Edwige works with our partner, Help, to deliver essential aid to families in Burkina Faso.

She works hard to serve her fellow people in times of need. When we asked Edwige what being a humanitarian meant to her, she said: ‘To be a humanitarian is to be devoted the cause of human beings in distress, wherever life is threatened, where the smile is taken away.’

Working through the pandemic has had a huge impact on Edwige’s work. Distributions of aid items, such as the tarpaulins, kitchen sets, water carriers and sleeping mats that ShelterBox has provided in Burkina Faso, are limited to groups of 50. Generally, COVID-19 has slowed down the work that many humanitarians do.

But she doesn’t lose hope. ‘What gives me hope for the future is that there are always men and women who are committed and ready to serve their fellow people in times of need. More and more, men and women are realising that progress only makes sense when it makes people happy.’

For Edwige, there is nothing more powerful than a smile. ‘When we manage to tear away a smile from those who have lost it, to restore hope to those who have lost everything, that is where I get my strength.’

Domi

Domi works as a Warehouse and Logistics Supervisor at the ShelterBox Operations Philippines office.

He wanted to work for ShelterBox after seeing families in ShelterBox tents after a Typhoon in 2013. ‘I was amazed. I went away and researched more about ShelterBox.’

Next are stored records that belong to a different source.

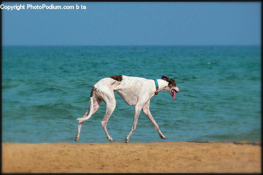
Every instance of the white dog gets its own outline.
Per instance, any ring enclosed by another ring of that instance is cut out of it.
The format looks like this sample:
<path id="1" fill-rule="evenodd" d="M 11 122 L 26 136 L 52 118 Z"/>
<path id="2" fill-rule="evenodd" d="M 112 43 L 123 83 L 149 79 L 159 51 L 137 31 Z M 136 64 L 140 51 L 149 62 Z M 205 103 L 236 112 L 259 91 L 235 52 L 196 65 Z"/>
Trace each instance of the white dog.
<path id="1" fill-rule="evenodd" d="M 101 79 L 92 88 L 90 94 L 89 106 L 82 118 L 78 118 L 79 123 L 78 132 L 75 140 L 77 142 L 79 137 L 80 129 L 85 120 L 89 118 L 95 113 L 100 106 L 101 101 L 105 103 L 106 112 L 101 124 L 106 133 L 107 138 L 110 141 L 113 140 L 107 131 L 107 123 L 113 112 L 116 105 L 116 100 L 113 91 L 115 91 L 122 98 L 126 103 L 135 106 L 133 124 L 131 131 L 126 137 L 125 141 L 129 142 L 129 139 L 134 132 L 139 115 L 142 108 L 143 112 L 153 125 L 161 138 L 166 139 L 156 123 L 149 109 L 150 99 L 159 91 L 168 91 L 175 98 L 175 92 L 180 90 L 176 86 L 175 81 L 165 76 L 161 79 L 147 79 L 144 78 L 127 76 L 124 75 L 113 76 Z"/>

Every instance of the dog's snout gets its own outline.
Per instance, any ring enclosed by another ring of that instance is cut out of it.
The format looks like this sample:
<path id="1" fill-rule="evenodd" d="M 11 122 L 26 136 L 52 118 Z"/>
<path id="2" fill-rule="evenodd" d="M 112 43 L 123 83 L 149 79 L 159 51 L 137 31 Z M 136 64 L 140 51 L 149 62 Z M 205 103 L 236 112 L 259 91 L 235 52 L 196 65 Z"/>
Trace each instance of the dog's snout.
<path id="1" fill-rule="evenodd" d="M 177 87 L 176 87 L 175 88 L 174 88 L 174 91 L 175 91 L 175 92 L 177 92 L 177 93 L 179 93 L 179 92 L 180 92 L 180 90 Z"/>

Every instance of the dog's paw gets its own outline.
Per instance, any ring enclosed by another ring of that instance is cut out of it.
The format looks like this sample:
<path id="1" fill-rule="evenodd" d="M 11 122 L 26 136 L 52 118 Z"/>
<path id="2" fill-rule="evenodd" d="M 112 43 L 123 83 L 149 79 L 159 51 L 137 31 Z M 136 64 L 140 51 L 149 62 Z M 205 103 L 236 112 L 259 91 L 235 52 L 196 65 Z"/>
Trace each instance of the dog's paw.
<path id="1" fill-rule="evenodd" d="M 160 136 L 160 137 L 161 137 L 161 139 L 166 139 L 166 137 L 164 136 L 164 135 Z"/>

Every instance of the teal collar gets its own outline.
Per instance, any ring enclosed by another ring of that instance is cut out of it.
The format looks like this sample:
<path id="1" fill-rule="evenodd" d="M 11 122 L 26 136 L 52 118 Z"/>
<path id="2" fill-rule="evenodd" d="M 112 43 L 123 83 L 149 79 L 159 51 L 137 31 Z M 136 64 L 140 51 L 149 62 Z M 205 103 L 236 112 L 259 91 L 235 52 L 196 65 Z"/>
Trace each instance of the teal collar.
<path id="1" fill-rule="evenodd" d="M 154 80 L 154 82 L 155 83 L 155 86 L 156 88 L 156 91 L 155 91 L 155 94 L 157 95 L 158 94 L 158 92 L 159 92 L 158 90 L 159 86 L 158 85 L 158 82 L 156 79 L 153 79 L 153 80 Z"/>

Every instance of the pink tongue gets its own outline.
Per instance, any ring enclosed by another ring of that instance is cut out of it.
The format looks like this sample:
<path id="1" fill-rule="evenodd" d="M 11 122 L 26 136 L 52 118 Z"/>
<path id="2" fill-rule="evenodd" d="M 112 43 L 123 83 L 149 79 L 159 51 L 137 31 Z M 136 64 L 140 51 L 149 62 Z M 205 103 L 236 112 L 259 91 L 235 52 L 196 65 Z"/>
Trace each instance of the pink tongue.
<path id="1" fill-rule="evenodd" d="M 175 92 L 174 90 L 173 91 L 173 92 L 174 93 L 174 95 L 173 95 L 173 99 L 174 99 L 175 98 Z"/>

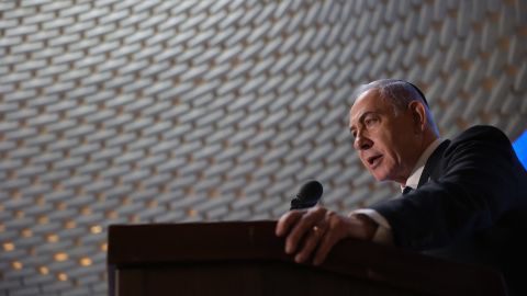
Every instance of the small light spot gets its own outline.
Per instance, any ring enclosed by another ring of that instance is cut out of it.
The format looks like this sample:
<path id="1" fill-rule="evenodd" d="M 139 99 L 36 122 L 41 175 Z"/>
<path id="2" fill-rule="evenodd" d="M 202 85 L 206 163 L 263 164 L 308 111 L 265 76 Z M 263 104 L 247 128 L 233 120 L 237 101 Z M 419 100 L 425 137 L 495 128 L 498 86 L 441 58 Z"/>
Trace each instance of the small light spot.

Domi enjoys taking good care of our aid items, knowing that it will help people in need. ‘My job gives me a sense of fulfilment and happiness knowing that I can use my experience, knowledge and skills in helping thousands of families.’

The challenges of the coronavirus pandemic taught Domi to be resilient. ‘The virus may affect a person physically, mentally and emotionally. This pandemic [has] taught me to be more creative and resilient in dealing with my every day work’.

 

Humanitarians like Frederic, Mustafa, Edwige and Domi enable us to go the extra mile and reach more people that desperately need our support. When we work together, we each play an essential role in making sure disaster-affected communities receive the help they need.